How to calculate heat release given moles of precipitate and delta H of the reaction?

Ex: if the Delta H reaction =-55.5kJ, how much heat is released when 3.31 moles of precipitate are formed?

Answer 1

Ans. Note that dH of the reaction = -55.5 kJ but NOT “-55.5 kJ/mol”. The value of MOLAR enthalpy, dH_molar may vary depending on the given reaction.

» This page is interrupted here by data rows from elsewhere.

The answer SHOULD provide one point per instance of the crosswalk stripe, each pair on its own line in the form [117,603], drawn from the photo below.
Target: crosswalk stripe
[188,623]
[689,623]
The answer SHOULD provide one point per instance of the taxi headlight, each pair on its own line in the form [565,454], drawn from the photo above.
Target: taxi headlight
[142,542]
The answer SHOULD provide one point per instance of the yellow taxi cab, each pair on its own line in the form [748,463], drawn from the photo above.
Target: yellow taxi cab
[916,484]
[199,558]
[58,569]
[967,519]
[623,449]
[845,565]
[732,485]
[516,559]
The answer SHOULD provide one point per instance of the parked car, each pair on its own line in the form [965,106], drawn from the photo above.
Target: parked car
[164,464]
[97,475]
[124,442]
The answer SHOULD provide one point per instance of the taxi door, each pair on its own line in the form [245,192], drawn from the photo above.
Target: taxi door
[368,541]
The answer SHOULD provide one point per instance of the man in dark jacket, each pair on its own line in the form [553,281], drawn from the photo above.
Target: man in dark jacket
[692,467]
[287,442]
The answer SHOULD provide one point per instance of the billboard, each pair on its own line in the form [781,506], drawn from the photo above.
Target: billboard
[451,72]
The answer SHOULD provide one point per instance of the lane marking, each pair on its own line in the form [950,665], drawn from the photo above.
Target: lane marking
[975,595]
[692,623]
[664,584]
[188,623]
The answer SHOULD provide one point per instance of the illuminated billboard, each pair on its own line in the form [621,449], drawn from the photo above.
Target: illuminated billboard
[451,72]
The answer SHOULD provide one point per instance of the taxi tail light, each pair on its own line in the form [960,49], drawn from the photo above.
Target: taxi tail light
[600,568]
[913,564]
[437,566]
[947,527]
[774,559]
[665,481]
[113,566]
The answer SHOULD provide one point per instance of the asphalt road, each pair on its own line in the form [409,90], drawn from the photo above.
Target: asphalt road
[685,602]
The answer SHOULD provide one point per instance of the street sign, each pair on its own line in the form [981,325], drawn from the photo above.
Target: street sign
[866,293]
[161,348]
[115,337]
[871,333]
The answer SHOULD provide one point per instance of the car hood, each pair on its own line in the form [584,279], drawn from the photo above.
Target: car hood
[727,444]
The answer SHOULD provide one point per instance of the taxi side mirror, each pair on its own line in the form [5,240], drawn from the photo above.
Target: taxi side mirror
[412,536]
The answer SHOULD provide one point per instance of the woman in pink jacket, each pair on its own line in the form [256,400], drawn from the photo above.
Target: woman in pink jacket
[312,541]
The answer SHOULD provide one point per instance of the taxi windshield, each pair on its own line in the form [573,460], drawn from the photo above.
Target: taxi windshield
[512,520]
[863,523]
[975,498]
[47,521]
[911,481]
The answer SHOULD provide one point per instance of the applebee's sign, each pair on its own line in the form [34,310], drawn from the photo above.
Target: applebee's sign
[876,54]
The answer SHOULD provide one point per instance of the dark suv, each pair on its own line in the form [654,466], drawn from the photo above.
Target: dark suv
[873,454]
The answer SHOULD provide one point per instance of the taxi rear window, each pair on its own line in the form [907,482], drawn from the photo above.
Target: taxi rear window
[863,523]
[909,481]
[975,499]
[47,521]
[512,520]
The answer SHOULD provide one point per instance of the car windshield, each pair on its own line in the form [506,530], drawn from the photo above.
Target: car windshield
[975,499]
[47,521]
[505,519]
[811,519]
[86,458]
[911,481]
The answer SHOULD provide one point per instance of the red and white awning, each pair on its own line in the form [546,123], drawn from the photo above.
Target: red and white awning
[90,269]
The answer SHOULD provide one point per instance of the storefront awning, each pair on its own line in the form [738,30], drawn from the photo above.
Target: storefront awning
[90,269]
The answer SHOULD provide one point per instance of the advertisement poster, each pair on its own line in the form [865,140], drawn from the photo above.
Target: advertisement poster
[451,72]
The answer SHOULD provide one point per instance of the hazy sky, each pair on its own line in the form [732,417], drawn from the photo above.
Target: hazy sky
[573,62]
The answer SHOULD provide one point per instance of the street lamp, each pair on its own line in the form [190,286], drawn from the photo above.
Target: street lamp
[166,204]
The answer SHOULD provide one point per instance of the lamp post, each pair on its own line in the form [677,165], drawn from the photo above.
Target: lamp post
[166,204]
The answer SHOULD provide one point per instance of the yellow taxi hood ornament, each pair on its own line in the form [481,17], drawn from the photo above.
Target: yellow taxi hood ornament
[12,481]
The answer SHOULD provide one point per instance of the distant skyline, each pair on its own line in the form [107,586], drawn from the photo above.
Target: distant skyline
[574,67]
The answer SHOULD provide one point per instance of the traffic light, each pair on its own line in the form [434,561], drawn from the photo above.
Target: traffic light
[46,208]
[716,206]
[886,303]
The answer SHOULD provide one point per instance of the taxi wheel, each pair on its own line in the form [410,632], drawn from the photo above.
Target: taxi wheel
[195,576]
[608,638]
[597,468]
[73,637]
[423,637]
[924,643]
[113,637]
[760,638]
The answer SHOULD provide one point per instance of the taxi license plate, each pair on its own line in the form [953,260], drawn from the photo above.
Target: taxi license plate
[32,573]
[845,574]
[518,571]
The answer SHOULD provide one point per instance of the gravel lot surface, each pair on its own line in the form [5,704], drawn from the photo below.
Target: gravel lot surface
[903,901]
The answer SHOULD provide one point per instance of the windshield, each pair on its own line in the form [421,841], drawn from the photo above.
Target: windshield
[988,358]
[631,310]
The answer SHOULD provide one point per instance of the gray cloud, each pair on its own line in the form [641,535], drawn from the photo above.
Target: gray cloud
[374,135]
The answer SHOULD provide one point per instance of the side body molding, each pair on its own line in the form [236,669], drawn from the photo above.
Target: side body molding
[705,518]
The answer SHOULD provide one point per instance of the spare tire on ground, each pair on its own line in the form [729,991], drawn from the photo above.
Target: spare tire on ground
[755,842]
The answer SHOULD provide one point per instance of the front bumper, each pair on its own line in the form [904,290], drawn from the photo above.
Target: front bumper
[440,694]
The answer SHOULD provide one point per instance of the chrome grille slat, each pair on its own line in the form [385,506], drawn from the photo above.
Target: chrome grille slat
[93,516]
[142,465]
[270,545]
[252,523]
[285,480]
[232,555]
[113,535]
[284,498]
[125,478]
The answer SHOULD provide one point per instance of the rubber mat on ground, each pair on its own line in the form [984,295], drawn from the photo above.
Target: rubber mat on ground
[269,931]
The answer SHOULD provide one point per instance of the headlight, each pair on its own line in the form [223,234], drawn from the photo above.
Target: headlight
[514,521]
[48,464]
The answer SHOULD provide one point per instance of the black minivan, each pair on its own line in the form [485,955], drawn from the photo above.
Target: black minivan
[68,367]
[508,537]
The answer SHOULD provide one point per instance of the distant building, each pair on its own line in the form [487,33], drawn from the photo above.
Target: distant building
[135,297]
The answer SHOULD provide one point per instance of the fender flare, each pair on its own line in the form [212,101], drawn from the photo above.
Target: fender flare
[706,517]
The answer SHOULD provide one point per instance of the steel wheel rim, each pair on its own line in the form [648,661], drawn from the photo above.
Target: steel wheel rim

So, follows the steps explained below-

# Note the following reactions-

#1. A(aq) + B(aq) ------> C(s)         ; dH = -55.5 kJ

The dH for the reaction, i.e. formation of 1 mol precipitate, C(s), is -55.5 kJ.

So,

dH_molar = dH / moles of precipitate formed = (-55.5 kJ) / 1 mol = -55.5 kJ mol^-1

Now,

Theoretical amount heat released during reaction = dH_molar x Moles of ppt. formed

                                                                        = (-55.5 kJ mol^-1) x 3.31 mol

                                                                        = -183.705 kJ

#2. A(aq) + B(aq) ------> 2C(s)      ; dH = -55.5 kJ

The dH for the reaction, i.e. formation of 2 mol precipitate, C(s), is -55.5 kJ.

So,

dH_molar = dH / moles of precipitate formed = (-55.5 kJ) / 2 mol = -27.75 kJ mol^-1

Now,

Theoretical amount heat released during reaction = dH_molar x Moles of ppt. formed

                                                                        = (-27.75 kJ mol^-1) x 3.31 mol

                                                                        = -91.8525 kJ

# Conclusion: If the given dH is in terms of “-55.5 kJ / mol” follow #1.

However, if dH of the reaction is given only as “-55.5 kJ”, first calculate dH_molar, then calculate the expected/theoretical amount of heat released.